Elle est loin, cette époque, où l’on soufflait dans les cartouches récalcitrantes, pour qu’enfin le jeu démarre. Ces années-là, on ponçait Super Mario Kart ou Street Fighter II sur un bon vieux téléviseur cathodique, avec une manette (avec un fil !). Depuis, le jeu vidéo a changé. Il n’y avait qu’à se balader à la Paris Games Week, la semaine dernière, pour le constater.

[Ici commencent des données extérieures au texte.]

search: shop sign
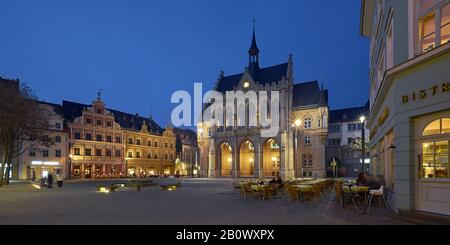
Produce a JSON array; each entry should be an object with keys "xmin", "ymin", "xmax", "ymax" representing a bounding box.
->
[
  {"xmin": 402, "ymin": 82, "xmax": 450, "ymax": 104},
  {"xmin": 378, "ymin": 107, "xmax": 389, "ymax": 127}
]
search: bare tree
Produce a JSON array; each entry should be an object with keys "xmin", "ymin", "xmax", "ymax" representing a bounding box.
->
[{"xmin": 0, "ymin": 81, "xmax": 50, "ymax": 187}]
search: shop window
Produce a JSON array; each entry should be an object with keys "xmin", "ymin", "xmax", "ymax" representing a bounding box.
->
[
  {"xmin": 304, "ymin": 117, "xmax": 312, "ymax": 129},
  {"xmin": 421, "ymin": 141, "xmax": 449, "ymax": 179},
  {"xmin": 73, "ymin": 165, "xmax": 81, "ymax": 176},
  {"xmin": 420, "ymin": 0, "xmax": 435, "ymax": 13},
  {"xmin": 74, "ymin": 132, "xmax": 81, "ymax": 140},
  {"xmin": 423, "ymin": 118, "xmax": 450, "ymax": 136}
]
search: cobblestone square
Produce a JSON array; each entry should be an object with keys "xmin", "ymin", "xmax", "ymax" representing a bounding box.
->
[{"xmin": 0, "ymin": 179, "xmax": 408, "ymax": 225}]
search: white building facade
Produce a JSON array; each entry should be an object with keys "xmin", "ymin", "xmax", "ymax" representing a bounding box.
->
[
  {"xmin": 18, "ymin": 103, "xmax": 69, "ymax": 180},
  {"xmin": 361, "ymin": 0, "xmax": 450, "ymax": 215}
]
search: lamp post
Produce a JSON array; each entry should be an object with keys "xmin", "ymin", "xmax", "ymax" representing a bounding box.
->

Les jeux dématérialisés remplacent les éditions en boîtes, il n’y a plus de fil, ou rarement, entre la console et la manette, et on ne joue plus seul, ou avec des copains, dans le salon, mais avec des joueurs du monde entier. Et demain ?

Nul doute que le jeu vidéo, dans dix ou vingt ans, n’aura plus le même visage. Peut-être qu’il n’y aura même plus de contrôleur, qui lie le joueur à l’interface. Gen1us, célèbre commentateur d’e-sport et animateur sur Game One, est un « passionné », et même, « un créateur de manettes », confie-t-il à 20 Minutes. « Mais, logiquement, dans dix ans, les périphériques comme le clavier, la souris, ou la manette, ce sera sans doute archaïque. Au début, il y aura peut-être des petites poignées, comme celles que l’on utilise dans des jeux en réalité virtuelle. Mais, à terme, on n’en aura sans doute même plus besoin. Le jeu aura tellement évolué, qu’il y aura des détecteurs, on aura juste à bouger. » Au grand dam des « amoureux des manettes, comme moi », sourit Gen1us, mais « on s’habituera ! ».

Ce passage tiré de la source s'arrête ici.